Who would be a dream for you to write for?

Lady Gaga would be number one. I can really appreciate the way she’s woven herself through so many different genres. I would love to write with Burt Bacharach. He’s an old-school, incredible writer who has worked with so many incredible artists. There’s a big list. I really like Anne-Marie, Aqua, ABBA…

There are also a lot of features I want to do. Like Dorian Electra. I find Dorian incredibly fascinating. There are truly an amazing group of artists coming up and those that have been here for a while that I have my eyes on.

I saw Fletcher give your song “Girls” some love. I’d love to see a collaboration there.

I would love, love to collaborate with her. Not only because she’s such a talented writer but also she’s such a nice human. That’s the only type of human I want around. What I love about her is she has such an emphasis on creating with a strong female team. There’s not many female producers out there, and she finds them. She has this really super tight-knit but growing community of incredible females. She’s a powerhouse. So yes, let’s add her to the list.

How do you decide if a song should be in English, Italian or French?

It usually depends on the first lyric that comes out. Whatever feels right and comes out first, you go with that and believe in it. Trust your gut.

I saw that when you’re creating music you choose two artists with different sounds and fuse them together. One of the examples was a song described as the musical baby of Nine Inch Nails and Britney Spears. Which one is that?

It was “Give It.” It was that Britney talk… It reminds me of “I’m a Slave 4 U” but then the drop of Nine Inch Nails.

How did you come up with that idea?

It comes after we make the song. The songs are made naturally but afterwards I’m like, “Wait, doesn’t this sound like...?” It’s never formulaic like, “Today I want Madonna and Red Hot Chili Peppers.”

We make the song first, which is my baby. But then it’s like, “This could also be…” When I make music I have a family tree. On this family tree are some of my favorite artists. These are the people I would want to surround myself with sonically. I want to be on their family tree if they ever did the same. That’s how I create personally.

You have a very eclectic taste in music. How did you develop your taste?

YouTube is my dark hole of escape. Sometimes it’s 7 o’clock. The next thing you know it’s 2 o’clock in the morning. What happened? That was more when I was younger.
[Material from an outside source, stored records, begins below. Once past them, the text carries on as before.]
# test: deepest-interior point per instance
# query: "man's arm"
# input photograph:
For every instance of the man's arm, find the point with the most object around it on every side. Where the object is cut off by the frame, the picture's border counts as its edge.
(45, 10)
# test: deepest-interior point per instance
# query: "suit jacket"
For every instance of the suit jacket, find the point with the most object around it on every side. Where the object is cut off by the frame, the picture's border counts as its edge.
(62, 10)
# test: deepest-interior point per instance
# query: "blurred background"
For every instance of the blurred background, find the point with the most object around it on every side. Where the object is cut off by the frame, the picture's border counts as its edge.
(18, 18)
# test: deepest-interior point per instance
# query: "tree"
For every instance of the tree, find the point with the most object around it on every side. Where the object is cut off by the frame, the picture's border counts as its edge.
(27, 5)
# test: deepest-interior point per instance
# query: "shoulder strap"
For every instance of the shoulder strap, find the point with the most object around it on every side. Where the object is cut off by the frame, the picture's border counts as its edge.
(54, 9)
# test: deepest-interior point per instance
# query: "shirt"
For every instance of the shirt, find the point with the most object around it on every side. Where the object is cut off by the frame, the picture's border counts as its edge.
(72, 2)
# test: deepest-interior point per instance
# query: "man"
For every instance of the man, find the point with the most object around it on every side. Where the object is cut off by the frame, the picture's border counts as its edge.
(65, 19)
Now I don’t fall into those dark holes, but when I find an artist I really like I do still dive in.

You described your debut EP in terms of colors. What colors do you see for Ready for the Weekend?

When I was doing the Bambola EP that was very vibrant, royal colors. I’m talking crimsons, silvers, gold. Very rich. There’s texture to it. With the sonics, the level of intent. This EP feels like plastics as opposed to gold. It feels like blues and aluminum as opposed to pinks and platinum. Much like the weekend, there’s that feeling of a fleeting moment that never lasts.